Während SpaceX kurz davor steht, einen der größten Börsengänge der Geschichte abzuschließen (Ticker SPCX an der Nasdaq, ~135 $/Aktie, Zielbewertung in der Größenordnung von 1,75 bis 1,8 Billionen US-Dollar), veröffentlicht The New York Times eine interaktive Analyse eines entscheidenden und selten quantifizierten Aspekts: die Verlässlichkeit von Elon Musks Wort. Das dem Markt verkaufte Versprechen ist immens — eine Marskolonie mit einer Million Menschen, fußballfeldgroße Rechenzentren im Orbit, Dominanz im KI-Wettlauf, monetarisiert gegen OpenAI und Anthropic. All das beruht auf der Glaubwürdigkeit des Anführers, seine Zusagen einzuhalten.
Die NYT hat einen Korpus von mehr als 600 datierten, quantifizierten Vorhersagen und öffentlichen Zusagen zusammengestellt und codiert, die im Laufe der Jahre in Aussagen, Beiträgen in sozialen Medien und Investorentelefonaten gemacht wurden. Ergebnis: weniger als jede fünfte — etwa 19% — wurde wie versprochen eingehalten, pünktlich oder überhaupt. Noch beunruhigender: Der Trend verschlechtert sich.
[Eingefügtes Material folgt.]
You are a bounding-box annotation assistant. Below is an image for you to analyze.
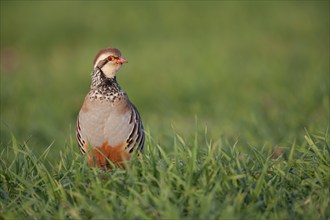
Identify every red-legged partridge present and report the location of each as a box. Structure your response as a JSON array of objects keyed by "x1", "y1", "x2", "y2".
[{"x1": 76, "y1": 48, "x2": 144, "y2": 168}]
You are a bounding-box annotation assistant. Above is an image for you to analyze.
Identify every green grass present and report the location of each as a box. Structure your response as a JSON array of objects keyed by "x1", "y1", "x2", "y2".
[
  {"x1": 0, "y1": 1, "x2": 330, "y2": 219},
  {"x1": 0, "y1": 133, "x2": 330, "y2": 219}
]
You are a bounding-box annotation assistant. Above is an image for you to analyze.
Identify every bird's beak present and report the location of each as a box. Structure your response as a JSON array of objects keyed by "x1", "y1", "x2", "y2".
[{"x1": 116, "y1": 57, "x2": 128, "y2": 64}]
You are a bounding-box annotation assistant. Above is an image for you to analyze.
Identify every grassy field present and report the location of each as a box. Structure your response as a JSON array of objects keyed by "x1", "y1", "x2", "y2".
[{"x1": 0, "y1": 1, "x2": 330, "y2": 219}]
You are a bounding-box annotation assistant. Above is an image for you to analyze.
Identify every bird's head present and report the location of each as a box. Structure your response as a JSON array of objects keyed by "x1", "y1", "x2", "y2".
[{"x1": 94, "y1": 48, "x2": 127, "y2": 78}]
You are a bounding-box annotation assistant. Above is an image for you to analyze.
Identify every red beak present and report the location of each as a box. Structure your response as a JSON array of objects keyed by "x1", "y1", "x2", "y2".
[{"x1": 116, "y1": 57, "x2": 128, "y2": 64}]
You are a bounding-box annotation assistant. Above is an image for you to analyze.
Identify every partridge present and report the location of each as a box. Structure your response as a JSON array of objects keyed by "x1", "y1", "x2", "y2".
[{"x1": 76, "y1": 48, "x2": 145, "y2": 168}]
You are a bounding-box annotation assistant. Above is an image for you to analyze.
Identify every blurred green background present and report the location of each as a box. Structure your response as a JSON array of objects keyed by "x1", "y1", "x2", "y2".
[{"x1": 1, "y1": 1, "x2": 329, "y2": 155}]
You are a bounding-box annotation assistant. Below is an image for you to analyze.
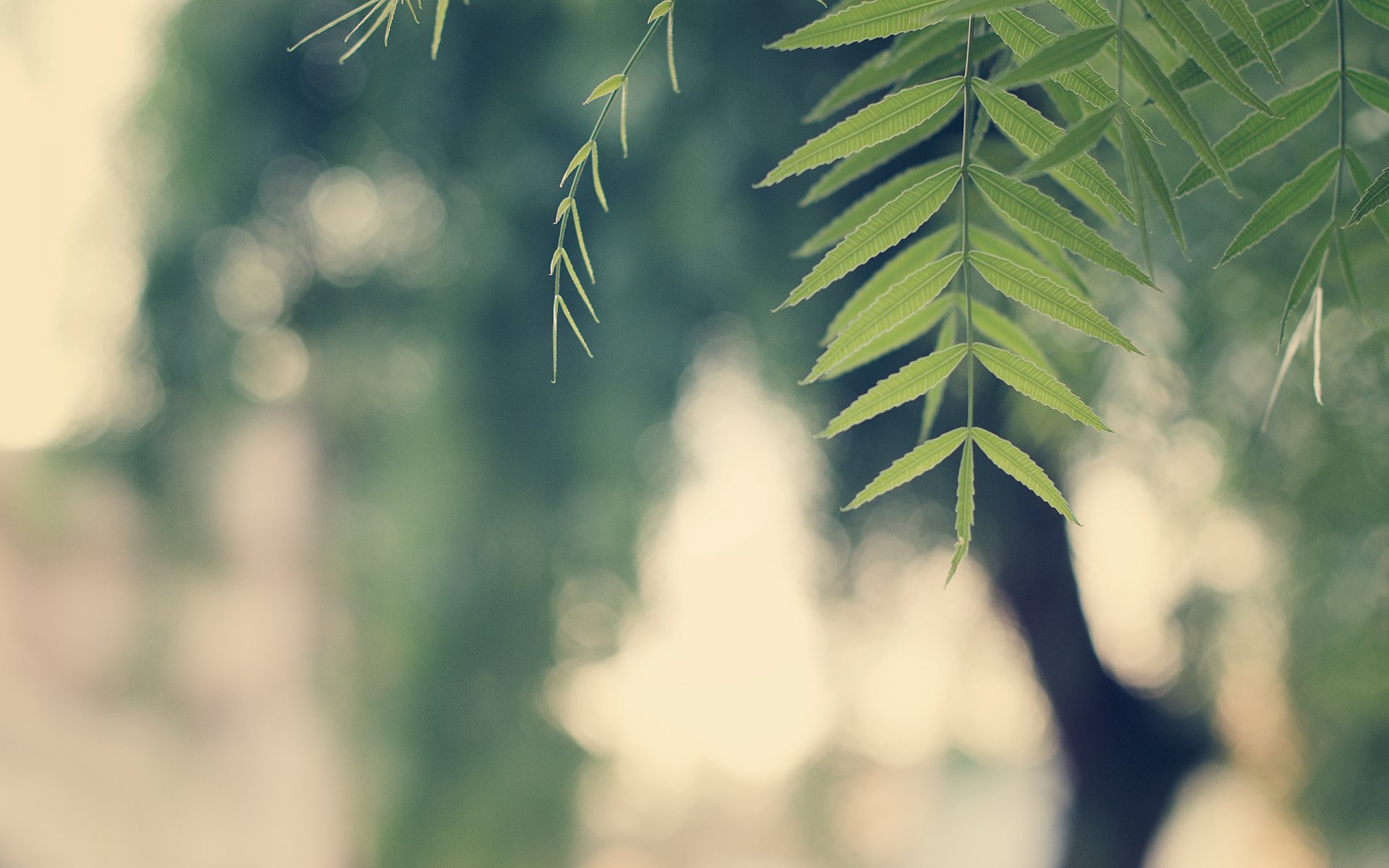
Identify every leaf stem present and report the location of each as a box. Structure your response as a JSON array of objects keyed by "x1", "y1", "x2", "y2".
[
  {"x1": 550, "y1": 12, "x2": 669, "y2": 382},
  {"x1": 1314, "y1": 0, "x2": 1346, "y2": 289},
  {"x1": 960, "y1": 15, "x2": 974, "y2": 432}
]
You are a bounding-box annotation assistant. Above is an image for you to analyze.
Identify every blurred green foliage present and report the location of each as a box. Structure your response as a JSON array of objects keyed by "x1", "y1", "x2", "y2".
[{"x1": 119, "y1": 0, "x2": 1389, "y2": 868}]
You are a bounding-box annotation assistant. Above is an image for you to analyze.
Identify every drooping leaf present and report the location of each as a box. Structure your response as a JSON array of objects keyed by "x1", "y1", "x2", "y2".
[
  {"x1": 1123, "y1": 110, "x2": 1189, "y2": 255},
  {"x1": 1018, "y1": 109, "x2": 1114, "y2": 178},
  {"x1": 776, "y1": 165, "x2": 960, "y2": 310},
  {"x1": 560, "y1": 139, "x2": 593, "y2": 187},
  {"x1": 946, "y1": 439, "x2": 974, "y2": 583},
  {"x1": 1346, "y1": 161, "x2": 1389, "y2": 226},
  {"x1": 824, "y1": 293, "x2": 956, "y2": 379},
  {"x1": 815, "y1": 343, "x2": 965, "y2": 438},
  {"x1": 1315, "y1": 224, "x2": 1364, "y2": 311},
  {"x1": 969, "y1": 250, "x2": 1137, "y2": 353},
  {"x1": 666, "y1": 6, "x2": 681, "y2": 93},
  {"x1": 821, "y1": 226, "x2": 960, "y2": 344},
  {"x1": 589, "y1": 145, "x2": 607, "y2": 213},
  {"x1": 1350, "y1": 69, "x2": 1389, "y2": 113},
  {"x1": 993, "y1": 26, "x2": 1114, "y2": 90},
  {"x1": 768, "y1": 0, "x2": 948, "y2": 51},
  {"x1": 844, "y1": 427, "x2": 968, "y2": 512},
  {"x1": 1051, "y1": 0, "x2": 1114, "y2": 27},
  {"x1": 956, "y1": 296, "x2": 1055, "y2": 376},
  {"x1": 791, "y1": 157, "x2": 960, "y2": 257},
  {"x1": 969, "y1": 164, "x2": 1153, "y2": 286},
  {"x1": 974, "y1": 343, "x2": 1108, "y2": 430},
  {"x1": 1123, "y1": 33, "x2": 1235, "y2": 193},
  {"x1": 804, "y1": 21, "x2": 965, "y2": 124},
  {"x1": 917, "y1": 311, "x2": 960, "y2": 443},
  {"x1": 1350, "y1": 0, "x2": 1389, "y2": 27},
  {"x1": 974, "y1": 80, "x2": 1137, "y2": 222},
  {"x1": 1172, "y1": 0, "x2": 1330, "y2": 90},
  {"x1": 972, "y1": 427, "x2": 1081, "y2": 525},
  {"x1": 803, "y1": 252, "x2": 964, "y2": 383},
  {"x1": 1210, "y1": 0, "x2": 1283, "y2": 80},
  {"x1": 757, "y1": 77, "x2": 964, "y2": 187},
  {"x1": 989, "y1": 9, "x2": 1116, "y2": 109},
  {"x1": 429, "y1": 0, "x2": 452, "y2": 60},
  {"x1": 1346, "y1": 150, "x2": 1389, "y2": 242},
  {"x1": 1278, "y1": 224, "x2": 1330, "y2": 347},
  {"x1": 646, "y1": 0, "x2": 675, "y2": 24},
  {"x1": 1176, "y1": 72, "x2": 1339, "y2": 196},
  {"x1": 583, "y1": 72, "x2": 626, "y2": 106},
  {"x1": 969, "y1": 226, "x2": 1085, "y2": 296},
  {"x1": 554, "y1": 296, "x2": 593, "y2": 358},
  {"x1": 1217, "y1": 148, "x2": 1341, "y2": 265},
  {"x1": 800, "y1": 93, "x2": 964, "y2": 205},
  {"x1": 1143, "y1": 0, "x2": 1274, "y2": 115}
]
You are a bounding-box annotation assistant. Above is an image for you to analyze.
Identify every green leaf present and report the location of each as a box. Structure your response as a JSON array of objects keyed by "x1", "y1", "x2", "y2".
[
  {"x1": 776, "y1": 165, "x2": 960, "y2": 310},
  {"x1": 1018, "y1": 109, "x2": 1114, "y2": 178},
  {"x1": 589, "y1": 145, "x2": 607, "y2": 213},
  {"x1": 821, "y1": 226, "x2": 960, "y2": 344},
  {"x1": 800, "y1": 92, "x2": 964, "y2": 205},
  {"x1": 815, "y1": 343, "x2": 965, "y2": 438},
  {"x1": 1350, "y1": 0, "x2": 1389, "y2": 27},
  {"x1": 802, "y1": 252, "x2": 964, "y2": 383},
  {"x1": 824, "y1": 293, "x2": 956, "y2": 378},
  {"x1": 969, "y1": 250, "x2": 1137, "y2": 353},
  {"x1": 666, "y1": 3, "x2": 680, "y2": 93},
  {"x1": 560, "y1": 139, "x2": 593, "y2": 187},
  {"x1": 844, "y1": 427, "x2": 968, "y2": 512},
  {"x1": 804, "y1": 21, "x2": 965, "y2": 124},
  {"x1": 583, "y1": 72, "x2": 626, "y2": 106},
  {"x1": 791, "y1": 157, "x2": 960, "y2": 258},
  {"x1": 969, "y1": 163, "x2": 1153, "y2": 286},
  {"x1": 757, "y1": 75, "x2": 964, "y2": 187},
  {"x1": 974, "y1": 343, "x2": 1108, "y2": 430},
  {"x1": 971, "y1": 427, "x2": 1081, "y2": 525},
  {"x1": 1278, "y1": 224, "x2": 1330, "y2": 347},
  {"x1": 1143, "y1": 0, "x2": 1274, "y2": 114},
  {"x1": 1217, "y1": 148, "x2": 1341, "y2": 267},
  {"x1": 1176, "y1": 72, "x2": 1339, "y2": 196},
  {"x1": 767, "y1": 0, "x2": 948, "y2": 51},
  {"x1": 1329, "y1": 69, "x2": 1389, "y2": 113},
  {"x1": 560, "y1": 247, "x2": 599, "y2": 322},
  {"x1": 954, "y1": 294, "x2": 1055, "y2": 375},
  {"x1": 1346, "y1": 163, "x2": 1389, "y2": 226},
  {"x1": 429, "y1": 0, "x2": 452, "y2": 60},
  {"x1": 1317, "y1": 225, "x2": 1364, "y2": 311},
  {"x1": 946, "y1": 442, "x2": 974, "y2": 583},
  {"x1": 989, "y1": 9, "x2": 1116, "y2": 109},
  {"x1": 1123, "y1": 33, "x2": 1235, "y2": 193},
  {"x1": 917, "y1": 311, "x2": 960, "y2": 442},
  {"x1": 1210, "y1": 0, "x2": 1283, "y2": 80},
  {"x1": 569, "y1": 199, "x2": 599, "y2": 284},
  {"x1": 1172, "y1": 0, "x2": 1330, "y2": 90},
  {"x1": 993, "y1": 26, "x2": 1114, "y2": 90},
  {"x1": 646, "y1": 0, "x2": 675, "y2": 24},
  {"x1": 974, "y1": 80, "x2": 1137, "y2": 222},
  {"x1": 969, "y1": 226, "x2": 1085, "y2": 296},
  {"x1": 1346, "y1": 150, "x2": 1389, "y2": 242},
  {"x1": 1123, "y1": 110, "x2": 1189, "y2": 255},
  {"x1": 1051, "y1": 0, "x2": 1114, "y2": 27},
  {"x1": 554, "y1": 296, "x2": 593, "y2": 358}
]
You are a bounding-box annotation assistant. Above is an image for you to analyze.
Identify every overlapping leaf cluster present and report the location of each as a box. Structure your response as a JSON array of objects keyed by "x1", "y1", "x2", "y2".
[
  {"x1": 550, "y1": 0, "x2": 681, "y2": 382},
  {"x1": 289, "y1": 0, "x2": 471, "y2": 62},
  {"x1": 761, "y1": 0, "x2": 1389, "y2": 574}
]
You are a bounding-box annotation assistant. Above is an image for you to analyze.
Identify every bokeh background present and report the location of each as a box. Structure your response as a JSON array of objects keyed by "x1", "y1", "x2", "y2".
[{"x1": 0, "y1": 0, "x2": 1389, "y2": 868}]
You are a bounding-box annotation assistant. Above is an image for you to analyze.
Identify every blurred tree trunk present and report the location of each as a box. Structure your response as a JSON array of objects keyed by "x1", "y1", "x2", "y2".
[{"x1": 978, "y1": 451, "x2": 1212, "y2": 868}]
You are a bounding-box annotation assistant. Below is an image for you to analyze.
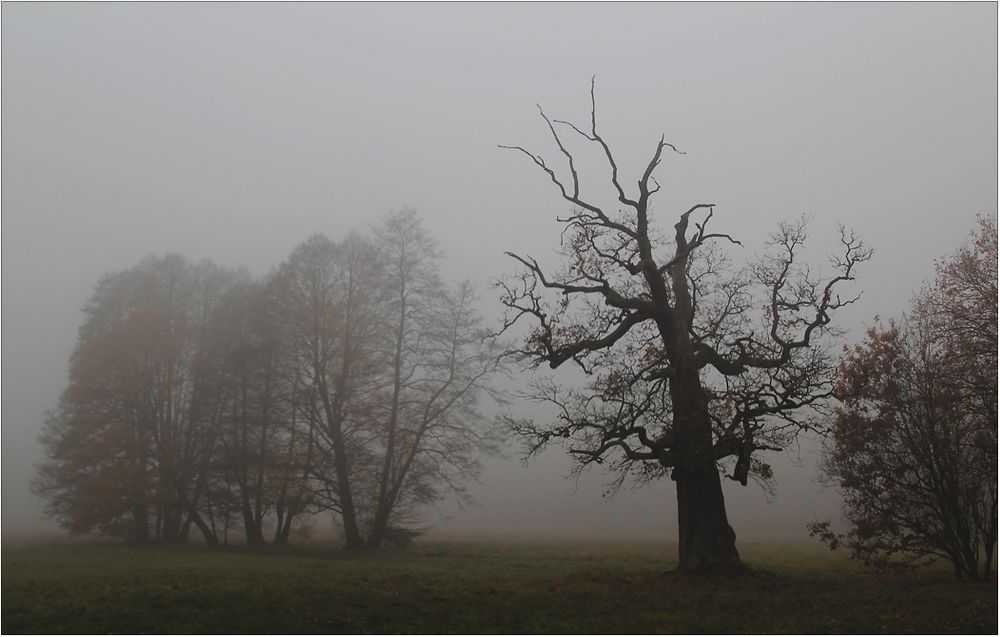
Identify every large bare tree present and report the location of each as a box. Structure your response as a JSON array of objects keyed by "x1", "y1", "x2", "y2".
[{"x1": 499, "y1": 82, "x2": 872, "y2": 572}]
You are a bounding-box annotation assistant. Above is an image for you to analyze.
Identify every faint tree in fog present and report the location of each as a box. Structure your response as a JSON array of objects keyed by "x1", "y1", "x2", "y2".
[
  {"x1": 279, "y1": 235, "x2": 383, "y2": 549},
  {"x1": 811, "y1": 218, "x2": 997, "y2": 580},
  {"x1": 35, "y1": 256, "x2": 235, "y2": 543},
  {"x1": 35, "y1": 210, "x2": 498, "y2": 549},
  {"x1": 500, "y1": 78, "x2": 871, "y2": 572},
  {"x1": 368, "y1": 209, "x2": 498, "y2": 548}
]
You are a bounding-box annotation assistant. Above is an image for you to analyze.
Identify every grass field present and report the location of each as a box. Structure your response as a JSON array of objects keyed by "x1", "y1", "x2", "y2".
[{"x1": 2, "y1": 542, "x2": 997, "y2": 634}]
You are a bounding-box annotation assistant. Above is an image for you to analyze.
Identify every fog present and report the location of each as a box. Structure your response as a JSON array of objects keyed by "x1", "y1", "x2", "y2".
[{"x1": 2, "y1": 3, "x2": 997, "y2": 541}]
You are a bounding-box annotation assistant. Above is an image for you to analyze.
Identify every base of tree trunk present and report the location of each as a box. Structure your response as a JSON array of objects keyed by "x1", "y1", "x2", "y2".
[{"x1": 673, "y1": 462, "x2": 746, "y2": 575}]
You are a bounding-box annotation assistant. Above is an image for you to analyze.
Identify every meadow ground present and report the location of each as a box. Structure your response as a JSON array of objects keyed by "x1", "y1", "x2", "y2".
[{"x1": 2, "y1": 541, "x2": 997, "y2": 634}]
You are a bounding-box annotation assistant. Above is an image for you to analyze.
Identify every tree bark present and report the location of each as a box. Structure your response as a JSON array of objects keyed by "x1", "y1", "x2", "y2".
[
  {"x1": 673, "y1": 462, "x2": 745, "y2": 574},
  {"x1": 670, "y1": 360, "x2": 746, "y2": 574}
]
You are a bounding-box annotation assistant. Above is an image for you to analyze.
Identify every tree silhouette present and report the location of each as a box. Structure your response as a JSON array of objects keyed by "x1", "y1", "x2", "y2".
[{"x1": 499, "y1": 82, "x2": 871, "y2": 572}]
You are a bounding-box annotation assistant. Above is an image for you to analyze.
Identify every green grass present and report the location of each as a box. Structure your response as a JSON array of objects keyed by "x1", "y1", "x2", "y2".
[{"x1": 2, "y1": 542, "x2": 997, "y2": 634}]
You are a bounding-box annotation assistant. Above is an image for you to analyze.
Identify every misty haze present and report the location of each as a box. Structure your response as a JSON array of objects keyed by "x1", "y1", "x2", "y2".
[{"x1": 2, "y1": 3, "x2": 998, "y2": 633}]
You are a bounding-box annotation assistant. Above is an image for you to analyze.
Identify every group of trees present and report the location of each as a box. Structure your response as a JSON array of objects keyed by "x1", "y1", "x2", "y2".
[
  {"x1": 36, "y1": 83, "x2": 997, "y2": 579},
  {"x1": 812, "y1": 217, "x2": 997, "y2": 580},
  {"x1": 35, "y1": 210, "x2": 498, "y2": 549}
]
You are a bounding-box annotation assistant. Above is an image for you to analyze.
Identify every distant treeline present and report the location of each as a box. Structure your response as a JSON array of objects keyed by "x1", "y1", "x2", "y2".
[{"x1": 34, "y1": 210, "x2": 498, "y2": 548}]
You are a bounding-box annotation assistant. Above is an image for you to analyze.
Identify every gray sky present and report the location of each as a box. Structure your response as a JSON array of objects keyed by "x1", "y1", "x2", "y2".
[{"x1": 2, "y1": 3, "x2": 997, "y2": 540}]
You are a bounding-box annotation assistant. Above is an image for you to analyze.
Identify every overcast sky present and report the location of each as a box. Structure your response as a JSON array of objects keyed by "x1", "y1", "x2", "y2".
[{"x1": 2, "y1": 3, "x2": 997, "y2": 540}]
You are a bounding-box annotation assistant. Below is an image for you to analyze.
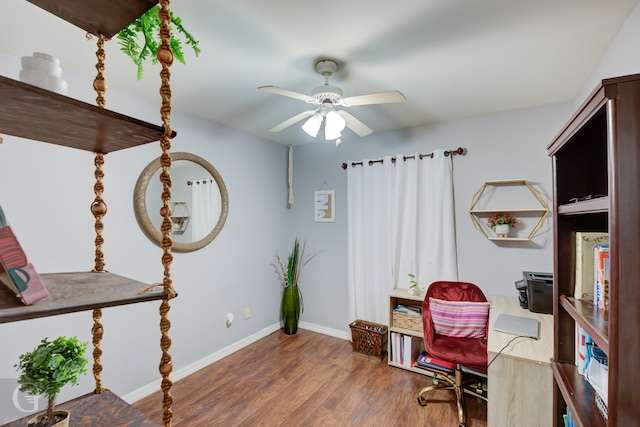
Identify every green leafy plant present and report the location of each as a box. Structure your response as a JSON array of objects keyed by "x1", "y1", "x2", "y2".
[
  {"x1": 15, "y1": 337, "x2": 88, "y2": 426},
  {"x1": 408, "y1": 273, "x2": 418, "y2": 290},
  {"x1": 118, "y1": 4, "x2": 200, "y2": 80},
  {"x1": 275, "y1": 237, "x2": 318, "y2": 288},
  {"x1": 487, "y1": 212, "x2": 518, "y2": 230}
]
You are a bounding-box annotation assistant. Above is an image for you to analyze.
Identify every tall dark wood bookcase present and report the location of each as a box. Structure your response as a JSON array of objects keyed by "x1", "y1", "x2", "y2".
[{"x1": 547, "y1": 74, "x2": 640, "y2": 426}]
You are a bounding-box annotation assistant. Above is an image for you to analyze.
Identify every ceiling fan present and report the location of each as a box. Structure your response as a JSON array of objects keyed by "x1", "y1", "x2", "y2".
[{"x1": 258, "y1": 59, "x2": 407, "y2": 142}]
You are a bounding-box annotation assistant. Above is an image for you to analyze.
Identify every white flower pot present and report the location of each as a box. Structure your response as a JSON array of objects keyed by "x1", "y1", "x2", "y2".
[{"x1": 494, "y1": 224, "x2": 511, "y2": 237}]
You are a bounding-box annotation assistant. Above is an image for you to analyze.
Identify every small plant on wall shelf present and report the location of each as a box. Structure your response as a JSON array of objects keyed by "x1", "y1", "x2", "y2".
[
  {"x1": 118, "y1": 5, "x2": 200, "y2": 80},
  {"x1": 487, "y1": 212, "x2": 518, "y2": 230},
  {"x1": 15, "y1": 337, "x2": 88, "y2": 427}
]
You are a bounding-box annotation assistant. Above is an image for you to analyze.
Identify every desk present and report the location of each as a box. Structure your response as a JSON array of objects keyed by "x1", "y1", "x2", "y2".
[{"x1": 487, "y1": 296, "x2": 553, "y2": 427}]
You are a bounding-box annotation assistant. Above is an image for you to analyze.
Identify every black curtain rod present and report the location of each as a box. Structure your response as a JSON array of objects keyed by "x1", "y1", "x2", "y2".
[
  {"x1": 342, "y1": 147, "x2": 465, "y2": 169},
  {"x1": 187, "y1": 179, "x2": 213, "y2": 185}
]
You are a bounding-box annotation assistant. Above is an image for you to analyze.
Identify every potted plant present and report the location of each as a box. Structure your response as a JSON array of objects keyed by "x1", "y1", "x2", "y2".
[
  {"x1": 408, "y1": 273, "x2": 422, "y2": 295},
  {"x1": 15, "y1": 337, "x2": 88, "y2": 427},
  {"x1": 275, "y1": 241, "x2": 317, "y2": 335},
  {"x1": 118, "y1": 4, "x2": 200, "y2": 80},
  {"x1": 487, "y1": 212, "x2": 518, "y2": 237}
]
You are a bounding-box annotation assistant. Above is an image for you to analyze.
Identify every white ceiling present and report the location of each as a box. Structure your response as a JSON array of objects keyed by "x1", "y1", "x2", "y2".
[{"x1": 0, "y1": 0, "x2": 638, "y2": 145}]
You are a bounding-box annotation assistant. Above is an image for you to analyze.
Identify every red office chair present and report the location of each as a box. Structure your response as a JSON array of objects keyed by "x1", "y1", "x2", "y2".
[{"x1": 418, "y1": 282, "x2": 489, "y2": 427}]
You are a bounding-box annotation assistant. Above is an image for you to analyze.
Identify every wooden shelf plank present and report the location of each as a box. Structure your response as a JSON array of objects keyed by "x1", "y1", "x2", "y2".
[
  {"x1": 469, "y1": 208, "x2": 549, "y2": 214},
  {"x1": 551, "y1": 360, "x2": 607, "y2": 427},
  {"x1": 558, "y1": 196, "x2": 609, "y2": 215},
  {"x1": 4, "y1": 390, "x2": 159, "y2": 427},
  {"x1": 0, "y1": 76, "x2": 175, "y2": 154},
  {"x1": 0, "y1": 272, "x2": 167, "y2": 323},
  {"x1": 560, "y1": 295, "x2": 609, "y2": 354},
  {"x1": 27, "y1": 0, "x2": 158, "y2": 38}
]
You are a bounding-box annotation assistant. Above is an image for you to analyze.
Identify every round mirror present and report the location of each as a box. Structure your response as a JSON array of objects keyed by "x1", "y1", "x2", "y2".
[{"x1": 134, "y1": 152, "x2": 229, "y2": 252}]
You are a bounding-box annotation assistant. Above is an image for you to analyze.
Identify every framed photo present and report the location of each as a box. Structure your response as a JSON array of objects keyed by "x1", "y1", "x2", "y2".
[{"x1": 313, "y1": 190, "x2": 336, "y2": 222}]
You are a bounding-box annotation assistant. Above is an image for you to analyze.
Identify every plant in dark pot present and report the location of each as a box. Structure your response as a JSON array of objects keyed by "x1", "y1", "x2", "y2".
[
  {"x1": 15, "y1": 337, "x2": 88, "y2": 427},
  {"x1": 275, "y1": 238, "x2": 318, "y2": 335},
  {"x1": 118, "y1": 4, "x2": 200, "y2": 80}
]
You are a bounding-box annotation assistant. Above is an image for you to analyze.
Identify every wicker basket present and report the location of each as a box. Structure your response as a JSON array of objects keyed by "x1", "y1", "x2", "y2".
[
  {"x1": 349, "y1": 320, "x2": 387, "y2": 359},
  {"x1": 391, "y1": 311, "x2": 422, "y2": 332}
]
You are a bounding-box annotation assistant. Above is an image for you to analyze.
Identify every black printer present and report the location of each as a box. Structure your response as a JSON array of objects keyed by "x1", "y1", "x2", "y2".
[{"x1": 516, "y1": 271, "x2": 553, "y2": 314}]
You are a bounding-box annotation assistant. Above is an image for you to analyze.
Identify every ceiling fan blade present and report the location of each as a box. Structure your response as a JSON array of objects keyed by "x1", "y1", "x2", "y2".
[
  {"x1": 336, "y1": 110, "x2": 373, "y2": 136},
  {"x1": 341, "y1": 91, "x2": 407, "y2": 107},
  {"x1": 258, "y1": 86, "x2": 315, "y2": 102},
  {"x1": 269, "y1": 110, "x2": 317, "y2": 132}
]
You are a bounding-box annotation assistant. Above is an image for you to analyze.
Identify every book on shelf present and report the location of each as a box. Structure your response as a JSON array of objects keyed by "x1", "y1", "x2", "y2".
[
  {"x1": 390, "y1": 332, "x2": 422, "y2": 368},
  {"x1": 0, "y1": 207, "x2": 49, "y2": 305},
  {"x1": 394, "y1": 304, "x2": 422, "y2": 316},
  {"x1": 593, "y1": 245, "x2": 609, "y2": 310},
  {"x1": 576, "y1": 323, "x2": 593, "y2": 375},
  {"x1": 416, "y1": 351, "x2": 456, "y2": 373},
  {"x1": 573, "y1": 231, "x2": 609, "y2": 301},
  {"x1": 402, "y1": 335, "x2": 421, "y2": 368}
]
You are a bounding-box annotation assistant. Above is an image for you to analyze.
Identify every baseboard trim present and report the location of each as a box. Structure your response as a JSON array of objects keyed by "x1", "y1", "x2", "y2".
[{"x1": 121, "y1": 322, "x2": 349, "y2": 404}]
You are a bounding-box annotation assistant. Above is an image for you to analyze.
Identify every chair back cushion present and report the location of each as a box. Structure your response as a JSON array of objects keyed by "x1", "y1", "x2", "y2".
[
  {"x1": 422, "y1": 281, "x2": 489, "y2": 368},
  {"x1": 429, "y1": 298, "x2": 490, "y2": 338}
]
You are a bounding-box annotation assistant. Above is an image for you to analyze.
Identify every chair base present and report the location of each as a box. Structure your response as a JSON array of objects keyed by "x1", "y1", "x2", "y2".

Im Jahr 2015 erreichte Musk fast drei Viertel seiner angekündigten Ziele; bis 2020 wurden weniger als die Hälfte pünktlich erreicht, wobei einige noch Jahre später auf ihre Frist warteten.
Zwei Themen machen den Großteil der wiederholten und verschobenen Ziele aus. Mars, ~19-mal erwähnt: ein Horizont von 10-20 Jahren im Jahr 2011, Menschen „bis 2025“ versprochen im Jahr 2016 (nicht umgesetzt), dann Starship „innerhalb von 5 Jahren“ im Jahr 2024, zurückgenommen auf „bis Ende nächsten Jahres“. Dann die Autonomie: mehr als 60 Ziele im Zusammenhang mit vollständigem autonomem Fahren und dem Robotaxi, einschließlich des 2025er-Versprechens eines vollständig autonomen Tesla-Robotaxis, das nicht eingehalten wurde. Ein weiteres bezeichnendes Beispiel: Twitter/X-Werbung, deren Verdreifachung versprochen wurde, ist tatsächlich um etwa ein Drittel gesunken.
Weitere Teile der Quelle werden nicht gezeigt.